Sono stato in alcuni luoghi. Non so
se tanti e pochi, non c’è unità di misura che conti, che valga.
Ho incontrato persone, tante a dire
il vero, e in ognuna di esse ho visto una possibilità, un esperimento, un modo
di esprimere l’indeterminato e potenzialmente tutto dello stare al mondo umano.
Ho smussato molti angoli: nel
cambiare le proprie percezioni abituali, i paesaggi che s’ha davanti uscendo di
casa, lo stile delle case che formano i paesaggi, ho imparato a non dare più
alcune cose per scontato. Il colore dei tetti, da noi così rosso. Le finestre,
che qui hanno sempre gli infissi bianchi. L’assenza o la presenza di persiane. E
così via.
Mi sono confrontato col fare la
spesa, col trovare nell’arco della giornata o della settimana il momento per
fare la spesa. E ogni giorno il momento per cucinare. E poi capire quando è il
momento di fare il bucato, di dare una ramazzata in terra e così via. Pulire,
gestire gli spazi. Farsi la barba, la doccia, sentire i ritmi del proprio
corpo. Ho bisogno di una passeggiata, no, non riesco a mettermi subito così
davanti al pc, mi serve prima un contatto umano, un come stai o una risata per
sentirmi di nuovo sulla terra.
Nei miei conquilini ho visto le più
diverse espressioni dell’uomo. Avendone un’ottantina si dispone di un buon
campionario. I generosi e gli scrocconi sono diventati qualcosa di
immediatamente percepibile. I sempre di cattivo umore per partito preso, i
taciturni, gli apparentemente svolazzanti e chi davvero trasmette armonia.
Per lungo tempo ho creduto che
vivere fosse risolvere problemi. Questo significava, in altri e uguali termini,
acquisire consapevolezza. Ho cercato di acquisire consapevolezza. Del perché ho
reagito così a quel gesto, a quella parola. Del perché ho dovuto aspettare tre
giorni prima di rispondere a quella mail.
Del perché con certe persone la
conversazione prende sempre certe pieghe e mai altre. Con alcune è una vera
propria asta al rialzo per il campionato mondiale di disillusione. Dopo essersi
conosciuti, sentire che era meglio restare un po’ più sconosciuti.

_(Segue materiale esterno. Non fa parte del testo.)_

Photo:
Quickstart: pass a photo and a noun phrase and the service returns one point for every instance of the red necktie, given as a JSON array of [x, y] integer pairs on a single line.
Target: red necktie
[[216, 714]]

Dopo anni di illuminismo implicito,
per cui prendere coscienza del problema equivaleva a dire il problema è
risolto, e dell’autoanalisi come pratica quotidiana, prendere le distanze dall’introspezione.
Il miglior modo per non farsi scappare alcune cose è non confidarle neppure a
se stessi.
Trovare il nascondere le cose sotto
il tappeto anche in padri di famiglia alla soglia dei sessanta. O la testa
sotto la sabbia e vedrai che tutto è come prima. Una pietra sopra. Tutto come
prima. Come no. Come se.
Aver creduto che la vita consiste in fasi,
aver creduto d’aver esaurito le proprie fasi, aver sentito di non sentirsi più,
di non sentirsi in nessuna fase. Essere fuori fase. Essersi liberato dal mito
delle fasi, dalla cartografia dell’anima, del dove sono adesso.
Aver vissuto di fronte a un giudice
invisibile, orientare la propria vita in base a precetti, voler seguire un
percorso. Aver avuto intuizioni credute folgoranti e originarie, aver risalito
molte correnti in cerca dell’originario. Verità stagionali. Principi primi a
tempo determinato. Slogan esistenziali. Muoversi per antitesi, in sintesi
sempre provvisorie. Sentirsi alla sintesi. O in una fase di transizione. Aver capito
che tutta la vita è un periodo di transizione. Che la vita è in quanto tale
transitare.
Chiedere alla vita che sia vita. Sentire
che la vita non è abbastanza vita. Volere di più, essere definiti un più in
quanto tale. Volersi definire, voler essere definiti.
Sentire di non avere più niente da
dire. Non trovare più letture ascolti visioni d’interesse. Neppure dialoghi. Essere
stufi di sé, credere di conoscersi ormai troppo. Sentirsi alla fine dei propri
tempi.
O alla fine dei tempi punto. Accusare
la decadenza dell’epoca. Mettersi in bocca parole di rimprovero e di
insoddisfazione. Che cambiano, anche loro.
Approssimare. Accontentarsi. Rivivere
cose credute archiviate per sempre, dieci anni dopo. Stupirsi che è solo cinque
anni che oppure che è già cinque anni che. Non sapere dove si sarà tra cinque
anni. Sapere dove si sarà tra cinque mesi.
Non essere nel migliore dei mondi
possibili, e sopportare quasi quando si darebbe un 7 alla propria vita. Quella
tiepida pacata contentezza che sa tanto di menzogna. E invece no, forse no.